安定した構図と相応しいフォントで構成されたチラシ

安定した構図と相応しいフォントで構成されたチラシ

■TITLE→ The Energy Open Center店舗紹介チラシ 
■SIZE→ 257×364mm,B4(二つ折り)

広告を手に取った理由:美しいメイン写真とフォントの扱い方

広告で参考になったデザイン要素:構成要素の少ないデザインは見せ方に注意する

■この広告を見て感じたこと

デザインの大切な要素の一つに「安定感」がある。
全体的な構成要素を考える中で、メインの写真を選んだ際のフォント選びや文字の組み方、配色など、様々要素において統一感が損なわれないように注意することが大切である。

このヨガに関するチラシは、メインで扱われている写真が非常に象徴的であり、何の情報であるのか知ることができる。
また、タイトルや本文もセリフ体を中心に使用し、色も淡いライトパープルにすることで若々しく女性的な印象が感じ取れる。

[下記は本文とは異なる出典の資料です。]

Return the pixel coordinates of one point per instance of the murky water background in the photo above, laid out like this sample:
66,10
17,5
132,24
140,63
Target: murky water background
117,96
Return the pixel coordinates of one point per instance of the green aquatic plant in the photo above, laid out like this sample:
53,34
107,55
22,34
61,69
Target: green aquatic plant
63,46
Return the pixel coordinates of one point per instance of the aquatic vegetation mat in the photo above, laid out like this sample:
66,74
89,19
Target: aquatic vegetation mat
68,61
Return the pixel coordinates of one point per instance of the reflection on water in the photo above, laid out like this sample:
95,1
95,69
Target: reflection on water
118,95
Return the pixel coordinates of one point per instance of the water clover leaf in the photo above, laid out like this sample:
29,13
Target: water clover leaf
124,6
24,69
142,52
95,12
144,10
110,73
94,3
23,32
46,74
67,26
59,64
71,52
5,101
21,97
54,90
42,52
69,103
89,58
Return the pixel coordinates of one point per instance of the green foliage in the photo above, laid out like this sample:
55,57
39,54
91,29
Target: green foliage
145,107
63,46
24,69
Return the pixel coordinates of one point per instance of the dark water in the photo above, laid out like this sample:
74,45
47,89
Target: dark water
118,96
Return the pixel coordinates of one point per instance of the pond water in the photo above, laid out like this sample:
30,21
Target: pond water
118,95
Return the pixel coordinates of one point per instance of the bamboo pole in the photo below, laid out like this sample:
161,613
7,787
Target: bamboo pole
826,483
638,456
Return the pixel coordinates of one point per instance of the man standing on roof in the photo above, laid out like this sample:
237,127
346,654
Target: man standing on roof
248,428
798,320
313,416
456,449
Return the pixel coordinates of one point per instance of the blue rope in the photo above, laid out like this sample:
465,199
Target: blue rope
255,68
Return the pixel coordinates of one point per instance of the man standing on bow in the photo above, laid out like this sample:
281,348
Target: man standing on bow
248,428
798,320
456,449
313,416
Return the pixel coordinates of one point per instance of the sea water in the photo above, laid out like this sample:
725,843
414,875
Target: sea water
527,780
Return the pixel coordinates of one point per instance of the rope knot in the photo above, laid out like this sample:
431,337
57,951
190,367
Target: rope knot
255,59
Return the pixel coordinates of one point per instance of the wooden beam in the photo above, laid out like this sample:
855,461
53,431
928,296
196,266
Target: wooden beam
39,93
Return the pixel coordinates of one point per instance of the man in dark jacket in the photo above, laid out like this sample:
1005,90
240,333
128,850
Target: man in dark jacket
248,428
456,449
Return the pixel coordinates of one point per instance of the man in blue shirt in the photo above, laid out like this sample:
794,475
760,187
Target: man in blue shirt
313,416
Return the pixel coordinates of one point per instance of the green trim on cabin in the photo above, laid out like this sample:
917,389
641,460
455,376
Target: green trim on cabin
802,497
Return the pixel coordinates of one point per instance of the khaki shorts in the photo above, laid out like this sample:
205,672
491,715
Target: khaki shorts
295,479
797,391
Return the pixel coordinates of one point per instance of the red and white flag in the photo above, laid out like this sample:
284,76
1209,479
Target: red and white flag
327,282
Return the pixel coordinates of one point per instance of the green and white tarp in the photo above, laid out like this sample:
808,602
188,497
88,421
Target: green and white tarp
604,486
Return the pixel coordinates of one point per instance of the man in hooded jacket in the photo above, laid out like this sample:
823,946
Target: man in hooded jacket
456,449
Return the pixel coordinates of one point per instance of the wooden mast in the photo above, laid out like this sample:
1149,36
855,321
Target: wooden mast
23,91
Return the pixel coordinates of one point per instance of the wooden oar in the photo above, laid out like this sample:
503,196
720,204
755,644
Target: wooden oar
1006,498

全体がA3縦の構成ではあるが、A4に二つ折りして文字と写真それぞれ独立させても情報が分断したり著しく見栄えが悪くなることが一切なく、両方ともに美しい状態が保てている。

そして、安定感の他に大切な要素は「白場」を確保することにある。
紙面の中に十分なアキを作ることは文章中の句読点と同じで、情報のまとまりを示したり読み手のガス抜きの役割があり、窮屈さを取り除くための大切な要素である。
より多くの情報を紙面の中に取り入れたい気持ちは理解できるが、デザインは発信者ではなく消費者の受け取り方を重視する必要があるため、混乱を招かないためにも余裕のあるデザインが必要である。

デザインをする際に常に頭の片隅に置く必要があるのは、広告が独り歩きした際の扱われ方である。
例えばポスティングや手配りで二つ折りにされても一見して情報の一片でも理解できる構成でなければ詳細を確認して貰える確率は低くなるため、漫然と情報を掲載せず多角的に物事を考えなければいけない。